For years, Donald Trump and Fox News were smitten.
The former president would call into the rightwing news channel seemingly whenever he liked. Fox News hosts pumped up every Trump utterance. Trump watched the channel religiously, and in 2019 alone he sent 657 tweets in response to Fox News or Fox Business programs.
Since then, however, things appear to have changed. Trump, as the New York Times has pointed out, has not been interviewed on Fox News for more than 100 days.
A recent Trump speech was largely ignored by the network, and in a sign that Fox News has recognized alternative Republican presidential candidates are available, a Mike Pence address was broadcast live, in its entirety.
With the news channel embroiled in a billion-dollar lawsuit with Dominion Voting Systems over its claims the voting machine company tampered with the 2020 election, Trump's continuing lies about election fraud seem to have rattled Rupert Murdoch, the media titan who owns Fox News.
Two of Murdoch's newspapers, the New York Post and the Wall Street Journal, published scathing editorials on Trump in July, the former calling the twice-impeached 45th president "unworthy to be this country's chief executive again" and the latter branding Trump "The President Who Stood Still on January 6".
This week the Washington Post reported that Murdoch "has lost his enthusiasm" for Trump.
The channel has begun to give Pence and Ron DeSantis, the governor of Florida, plenty of air-time, including two primetime interviews in the space of five days recently, the New York Times reported. Tom Cotton, the Arkansas senator who is also said to be jockeying for a 2024 presidential run, has also been a regular interviewee.
But while the apparent bouncing of Trump from Fox News has been enthusiastically covered by media reporters, there are plenty of signs the channel isn't ready to let its paramour go just yet.
A recent study by Media Matters for America, a media watchdog, found that Fox News continues to discuss Trump far, far more than any of his perceived rivals for the 2024 nomination - specifically, Trump was mentioned on Fox News 8,556 times through January to July, while DeSantis and Pence received 1,083 and 589 mentions respectively.
Angelo Carusone, Media Matters' president and chief executive, said those findings suggest there has not been a souring. He said there may have been a slight change in tone, and that Trump may not have the same "stranglehold" he once had on Fox News - the days when the channel was seen to be broadcasting to "an audience of one" are probably over - but that the coverage is still overwhelmingly positive.
"You were allowed to attack Donald Trump during the primaries in 2015 and 2016 on Fox News. That doesn't happen now, at all, ever," Carusone said.
For his part, Trump has recently expressed his displeasure at Fox News' output. The 76-year-old, who is known to be emotional, attacked Fox & Friends in July, after its host Steve Doocy suggested a straw poll of potential 2024 candidates that showed Trump with 79% of the vote be taken with a pinch of salt.

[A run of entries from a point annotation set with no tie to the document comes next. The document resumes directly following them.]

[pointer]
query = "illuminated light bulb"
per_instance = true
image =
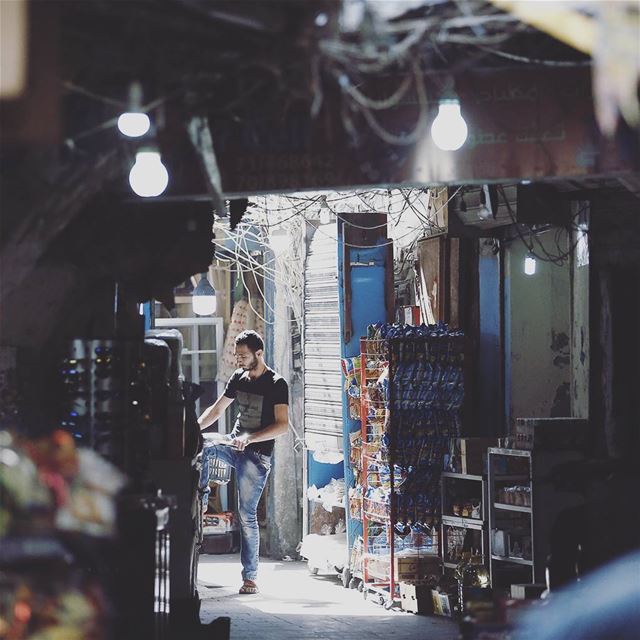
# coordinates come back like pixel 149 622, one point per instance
pixel 148 177
pixel 529 265
pixel 484 213
pixel 133 124
pixel 203 299
pixel 449 130
pixel 279 241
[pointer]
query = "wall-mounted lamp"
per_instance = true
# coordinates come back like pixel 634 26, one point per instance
pixel 529 265
pixel 449 130
pixel 148 177
pixel 134 123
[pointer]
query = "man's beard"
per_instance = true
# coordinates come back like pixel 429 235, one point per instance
pixel 252 365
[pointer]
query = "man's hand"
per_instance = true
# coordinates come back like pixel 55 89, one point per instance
pixel 240 442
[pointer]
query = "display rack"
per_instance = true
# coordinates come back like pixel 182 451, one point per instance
pixel 411 405
pixel 523 505
pixel 464 519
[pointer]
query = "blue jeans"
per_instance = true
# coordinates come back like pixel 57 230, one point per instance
pixel 252 470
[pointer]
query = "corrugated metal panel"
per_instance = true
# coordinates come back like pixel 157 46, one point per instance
pixel 322 374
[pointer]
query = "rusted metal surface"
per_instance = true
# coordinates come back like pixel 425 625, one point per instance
pixel 522 123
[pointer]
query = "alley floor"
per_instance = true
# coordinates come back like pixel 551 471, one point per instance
pixel 294 605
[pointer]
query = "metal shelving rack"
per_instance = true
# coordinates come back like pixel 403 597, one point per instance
pixel 460 522
pixel 424 409
pixel 375 578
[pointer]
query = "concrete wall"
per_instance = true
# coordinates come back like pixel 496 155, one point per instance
pixel 580 325
pixel 284 516
pixel 538 334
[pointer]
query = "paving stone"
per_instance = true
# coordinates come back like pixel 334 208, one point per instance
pixel 294 605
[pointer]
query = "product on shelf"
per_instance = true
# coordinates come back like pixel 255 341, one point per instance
pixel 412 395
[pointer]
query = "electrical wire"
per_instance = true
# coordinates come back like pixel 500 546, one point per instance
pixel 538 61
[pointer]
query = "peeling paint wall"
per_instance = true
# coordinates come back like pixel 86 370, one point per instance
pixel 580 324
pixel 538 312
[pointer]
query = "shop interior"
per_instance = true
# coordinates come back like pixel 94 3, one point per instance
pixel 436 232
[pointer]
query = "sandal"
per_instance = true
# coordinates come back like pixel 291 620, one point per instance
pixel 249 587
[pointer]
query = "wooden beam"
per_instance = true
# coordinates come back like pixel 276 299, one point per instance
pixel 557 20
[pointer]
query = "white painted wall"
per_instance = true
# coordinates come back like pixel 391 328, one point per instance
pixel 539 350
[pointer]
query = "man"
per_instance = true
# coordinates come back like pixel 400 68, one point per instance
pixel 263 399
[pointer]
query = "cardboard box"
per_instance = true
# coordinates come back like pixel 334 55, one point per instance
pixel 527 591
pixel 415 568
pixel 499 542
pixel 473 455
pixel 416 598
pixel 442 603
pixel 221 543
pixel 553 434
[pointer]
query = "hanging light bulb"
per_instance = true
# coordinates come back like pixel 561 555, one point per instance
pixel 449 130
pixel 529 265
pixel 204 297
pixel 148 177
pixel 134 123
pixel 325 212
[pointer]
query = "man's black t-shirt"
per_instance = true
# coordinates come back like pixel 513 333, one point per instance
pixel 256 399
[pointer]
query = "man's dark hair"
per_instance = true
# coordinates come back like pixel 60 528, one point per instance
pixel 251 339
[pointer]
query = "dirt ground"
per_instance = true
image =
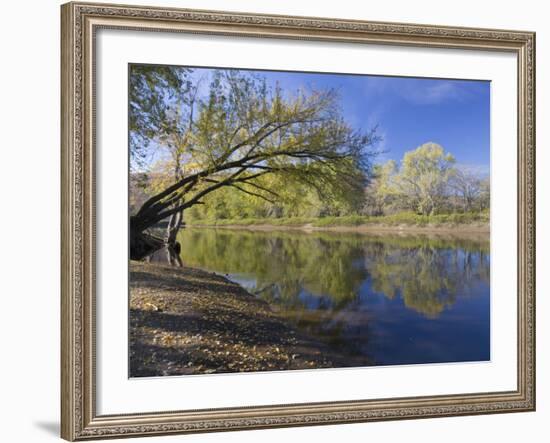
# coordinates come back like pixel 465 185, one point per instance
pixel 189 321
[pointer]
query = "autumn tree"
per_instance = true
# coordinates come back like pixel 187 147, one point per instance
pixel 424 176
pixel 235 134
pixel 471 189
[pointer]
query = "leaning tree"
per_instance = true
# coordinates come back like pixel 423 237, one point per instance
pixel 232 129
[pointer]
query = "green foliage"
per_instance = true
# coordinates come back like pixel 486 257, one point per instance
pixel 290 154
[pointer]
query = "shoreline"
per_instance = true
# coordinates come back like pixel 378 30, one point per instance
pixel 456 229
pixel 186 321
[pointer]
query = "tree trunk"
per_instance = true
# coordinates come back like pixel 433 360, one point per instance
pixel 141 243
pixel 174 225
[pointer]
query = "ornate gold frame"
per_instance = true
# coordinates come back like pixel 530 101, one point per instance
pixel 79 22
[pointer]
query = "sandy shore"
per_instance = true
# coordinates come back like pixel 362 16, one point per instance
pixel 189 321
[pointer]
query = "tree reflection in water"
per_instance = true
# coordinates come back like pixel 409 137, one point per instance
pixel 366 294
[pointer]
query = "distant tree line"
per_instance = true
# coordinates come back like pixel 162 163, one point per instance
pixel 427 181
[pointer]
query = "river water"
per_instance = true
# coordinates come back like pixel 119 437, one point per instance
pixel 394 299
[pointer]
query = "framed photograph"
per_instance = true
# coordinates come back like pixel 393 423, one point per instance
pixel 282 221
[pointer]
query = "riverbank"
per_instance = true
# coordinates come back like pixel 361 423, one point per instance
pixel 404 222
pixel 189 321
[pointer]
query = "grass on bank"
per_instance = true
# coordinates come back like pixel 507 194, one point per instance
pixel 403 218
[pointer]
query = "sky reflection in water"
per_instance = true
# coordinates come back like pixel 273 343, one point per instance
pixel 394 299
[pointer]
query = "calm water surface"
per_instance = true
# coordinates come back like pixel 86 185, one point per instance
pixel 393 299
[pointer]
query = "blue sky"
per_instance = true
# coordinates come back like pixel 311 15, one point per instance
pixel 408 111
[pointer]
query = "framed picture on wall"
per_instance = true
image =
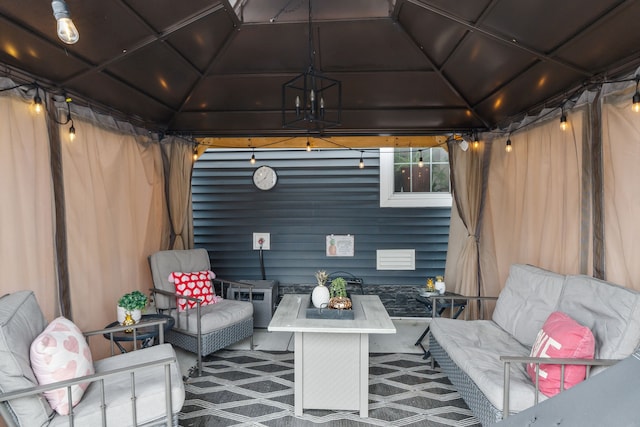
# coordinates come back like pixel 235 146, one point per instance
pixel 340 245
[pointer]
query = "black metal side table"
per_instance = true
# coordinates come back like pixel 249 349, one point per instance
pixel 440 306
pixel 145 334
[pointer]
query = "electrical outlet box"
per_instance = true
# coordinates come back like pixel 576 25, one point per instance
pixel 261 239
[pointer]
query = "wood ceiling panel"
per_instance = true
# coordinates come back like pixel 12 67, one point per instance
pixel 530 89
pixel 616 37
pixel 344 46
pixel 122 98
pixel 24 50
pixel 265 49
pixel 166 76
pixel 435 34
pixel 401 89
pixel 161 14
pixel 236 93
pixel 543 24
pixel 201 41
pixel 481 65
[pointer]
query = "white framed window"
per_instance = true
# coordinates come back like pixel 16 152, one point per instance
pixel 406 184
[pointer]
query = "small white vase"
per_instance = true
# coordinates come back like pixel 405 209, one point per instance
pixel 122 314
pixel 320 296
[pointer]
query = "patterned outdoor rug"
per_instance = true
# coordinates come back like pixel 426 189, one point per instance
pixel 255 388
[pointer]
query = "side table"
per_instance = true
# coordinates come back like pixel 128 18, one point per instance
pixel 146 334
pixel 440 306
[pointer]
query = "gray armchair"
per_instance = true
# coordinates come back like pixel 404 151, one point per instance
pixel 203 329
pixel 140 388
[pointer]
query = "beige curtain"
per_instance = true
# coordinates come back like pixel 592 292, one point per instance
pixel 178 160
pixel 533 209
pixel 621 160
pixel 115 212
pixel 462 268
pixel 27 256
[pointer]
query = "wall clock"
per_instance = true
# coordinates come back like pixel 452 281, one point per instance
pixel 265 178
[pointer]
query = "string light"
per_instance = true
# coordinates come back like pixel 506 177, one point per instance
pixel 37 101
pixel 635 106
pixel 563 121
pixel 72 129
pixel 67 31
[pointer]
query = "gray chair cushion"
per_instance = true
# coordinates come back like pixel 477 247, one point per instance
pixel 164 263
pixel 214 316
pixel 528 298
pixel 21 321
pixel 150 395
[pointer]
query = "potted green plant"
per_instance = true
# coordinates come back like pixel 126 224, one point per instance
pixel 130 307
pixel 338 291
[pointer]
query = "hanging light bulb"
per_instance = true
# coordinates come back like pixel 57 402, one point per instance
pixel 72 132
pixel 563 122
pixel 635 106
pixel 67 31
pixel 37 102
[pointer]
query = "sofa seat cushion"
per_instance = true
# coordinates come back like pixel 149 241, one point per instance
pixel 530 295
pixel 476 347
pixel 214 317
pixel 150 398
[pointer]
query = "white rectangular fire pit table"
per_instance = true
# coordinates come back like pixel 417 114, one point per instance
pixel 331 356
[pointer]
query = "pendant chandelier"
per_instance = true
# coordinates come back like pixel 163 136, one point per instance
pixel 311 101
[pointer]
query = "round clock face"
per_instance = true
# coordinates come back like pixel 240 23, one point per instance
pixel 265 178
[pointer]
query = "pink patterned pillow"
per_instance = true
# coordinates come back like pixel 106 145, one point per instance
pixel 561 337
pixel 196 284
pixel 60 353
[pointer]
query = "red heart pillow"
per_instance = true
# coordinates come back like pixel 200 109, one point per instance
pixel 561 337
pixel 195 284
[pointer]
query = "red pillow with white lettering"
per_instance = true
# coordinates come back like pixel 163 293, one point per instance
pixel 196 284
pixel 561 337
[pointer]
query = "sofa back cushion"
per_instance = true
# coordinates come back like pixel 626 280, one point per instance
pixel 530 295
pixel 610 311
pixel 21 321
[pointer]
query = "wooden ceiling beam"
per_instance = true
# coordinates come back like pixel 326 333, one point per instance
pixel 327 142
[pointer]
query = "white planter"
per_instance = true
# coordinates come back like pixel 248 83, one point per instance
pixel 136 315
pixel 320 296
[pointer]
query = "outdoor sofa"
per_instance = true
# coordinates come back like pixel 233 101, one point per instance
pixel 486 360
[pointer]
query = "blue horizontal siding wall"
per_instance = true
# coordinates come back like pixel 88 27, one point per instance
pixel 318 193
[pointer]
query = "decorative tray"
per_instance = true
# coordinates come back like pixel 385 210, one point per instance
pixel 328 313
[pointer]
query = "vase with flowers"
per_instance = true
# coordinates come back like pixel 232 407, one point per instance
pixel 320 294
pixel 130 307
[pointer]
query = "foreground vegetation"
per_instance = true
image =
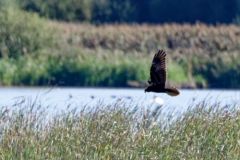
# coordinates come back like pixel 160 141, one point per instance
pixel 35 51
pixel 118 132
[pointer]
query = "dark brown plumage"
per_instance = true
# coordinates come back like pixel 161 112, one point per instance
pixel 158 76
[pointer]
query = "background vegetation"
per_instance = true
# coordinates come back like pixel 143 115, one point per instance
pixel 38 51
pixel 142 11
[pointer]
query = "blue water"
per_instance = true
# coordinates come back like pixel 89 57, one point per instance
pixel 57 99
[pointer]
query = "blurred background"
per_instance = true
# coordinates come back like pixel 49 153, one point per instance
pixel 110 43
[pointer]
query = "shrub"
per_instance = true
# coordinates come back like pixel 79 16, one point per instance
pixel 22 33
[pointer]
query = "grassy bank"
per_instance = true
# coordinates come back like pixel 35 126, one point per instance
pixel 116 132
pixel 35 51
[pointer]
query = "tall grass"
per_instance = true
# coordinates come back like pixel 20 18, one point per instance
pixel 117 132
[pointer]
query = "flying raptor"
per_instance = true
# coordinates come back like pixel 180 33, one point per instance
pixel 158 76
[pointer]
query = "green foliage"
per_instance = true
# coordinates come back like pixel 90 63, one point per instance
pixel 117 132
pixel 142 11
pixel 62 10
pixel 22 33
pixel 74 70
pixel 113 11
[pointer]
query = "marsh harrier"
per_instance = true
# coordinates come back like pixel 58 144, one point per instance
pixel 158 76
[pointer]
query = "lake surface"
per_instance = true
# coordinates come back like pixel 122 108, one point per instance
pixel 58 99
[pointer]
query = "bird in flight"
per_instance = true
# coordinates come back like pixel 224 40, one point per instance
pixel 158 76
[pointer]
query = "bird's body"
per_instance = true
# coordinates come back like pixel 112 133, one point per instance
pixel 158 76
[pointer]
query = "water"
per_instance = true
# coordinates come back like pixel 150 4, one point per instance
pixel 58 99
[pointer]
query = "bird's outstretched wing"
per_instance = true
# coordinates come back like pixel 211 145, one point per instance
pixel 158 69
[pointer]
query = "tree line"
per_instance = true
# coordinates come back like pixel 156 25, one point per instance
pixel 136 11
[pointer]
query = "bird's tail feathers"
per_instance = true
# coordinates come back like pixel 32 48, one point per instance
pixel 172 91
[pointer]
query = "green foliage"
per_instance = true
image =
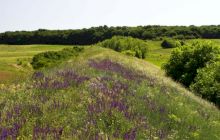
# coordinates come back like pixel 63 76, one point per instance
pixel 97 34
pixel 129 53
pixel 128 45
pixel 185 61
pixel 105 106
pixel 207 83
pixel 170 43
pixel 51 58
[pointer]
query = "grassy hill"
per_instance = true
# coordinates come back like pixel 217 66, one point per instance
pixel 15 59
pixel 102 94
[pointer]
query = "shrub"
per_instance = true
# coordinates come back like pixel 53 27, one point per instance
pixel 124 44
pixel 129 53
pixel 50 58
pixel 170 43
pixel 184 61
pixel 207 83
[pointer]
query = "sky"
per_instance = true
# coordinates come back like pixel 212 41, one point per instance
pixel 77 14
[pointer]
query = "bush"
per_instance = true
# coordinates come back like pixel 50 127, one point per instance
pixel 129 53
pixel 50 58
pixel 207 83
pixel 124 44
pixel 170 43
pixel 184 61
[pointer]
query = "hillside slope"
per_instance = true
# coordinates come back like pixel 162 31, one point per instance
pixel 103 94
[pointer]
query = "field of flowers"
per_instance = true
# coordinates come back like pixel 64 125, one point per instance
pixel 103 94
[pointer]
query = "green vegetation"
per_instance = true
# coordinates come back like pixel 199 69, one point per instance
pixel 170 43
pixel 185 62
pixel 52 58
pixel 97 34
pixel 102 94
pixel 207 83
pixel 15 60
pixel 126 45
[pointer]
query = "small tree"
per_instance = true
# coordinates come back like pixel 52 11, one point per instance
pixel 170 43
pixel 207 83
pixel 184 61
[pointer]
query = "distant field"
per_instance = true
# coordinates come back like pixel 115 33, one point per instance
pixel 11 54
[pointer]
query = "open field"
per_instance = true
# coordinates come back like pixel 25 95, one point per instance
pixel 11 55
pixel 102 93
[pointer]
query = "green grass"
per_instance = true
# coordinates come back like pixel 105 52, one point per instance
pixel 148 105
pixel 9 55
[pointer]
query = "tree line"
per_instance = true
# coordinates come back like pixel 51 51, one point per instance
pixel 98 34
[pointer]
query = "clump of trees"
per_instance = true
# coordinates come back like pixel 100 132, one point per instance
pixel 51 58
pixel 207 83
pixel 127 45
pixel 170 43
pixel 97 34
pixel 194 66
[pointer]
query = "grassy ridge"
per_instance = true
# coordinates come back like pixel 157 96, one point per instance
pixel 9 55
pixel 110 95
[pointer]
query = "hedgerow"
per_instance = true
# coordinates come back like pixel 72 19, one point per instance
pixel 127 45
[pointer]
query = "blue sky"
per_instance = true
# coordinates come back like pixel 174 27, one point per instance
pixel 74 14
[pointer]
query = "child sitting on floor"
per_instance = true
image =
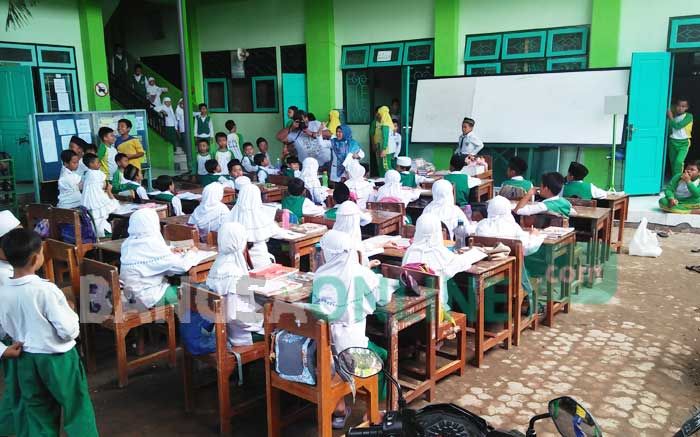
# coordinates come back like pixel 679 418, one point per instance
pixel 36 314
pixel 552 184
pixel 296 201
pixel 577 187
pixel 97 195
pixel 69 183
pixel 166 193
pixel 683 191
pixel 515 187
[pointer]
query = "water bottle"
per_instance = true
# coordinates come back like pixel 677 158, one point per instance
pixel 285 219
pixel 460 235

Doocy hardly went off on Trump - the host just pointed to other, more scientific, polls that showed Trump lacking 79% support. But it was enough to cause upset.
"Fox & Friends just really botched my poll numbers, no doubt on purpose. That show has been terrible - gone to the 'dark side'," Trump posted on Truth Social, his ailing rightwing social media platform.
The Dominion lawsuit could be a reason for Trump's absence. The company is suing Fox News for $1.6bn, accusing its owner, Fox Corp, and the Murdochs specifically, of allowing Fox News to amplify Trump's false claims that the voting company had rigged the election for Joe Biden. It could be a wise strategy not to allow Trump to repeat those precise claims on Fox News during a live interview.
Asked to comment, a Fox News spokesperson said: "The debate among the liberal media on this topic is the very reason FOX News exists and is the most watched cable news channel in the country with more viewers of every political persuasion than any other network."
Still, Carusone believes any cooling on the part of Fox News towards Trump is likely to be temporary.
The channel's hosts are still engaging in misty-eyed segments where they talk about how Trump would handle issues ranging from inflation to China to the "border crisis" - a Fox News staple. And Trump's supposed achievements while in office are still championed.
"They're still fetishizing and fantasizing, it's just that there's no longer an audience of one," Carusone said.
"There are other people in the audience that they care about."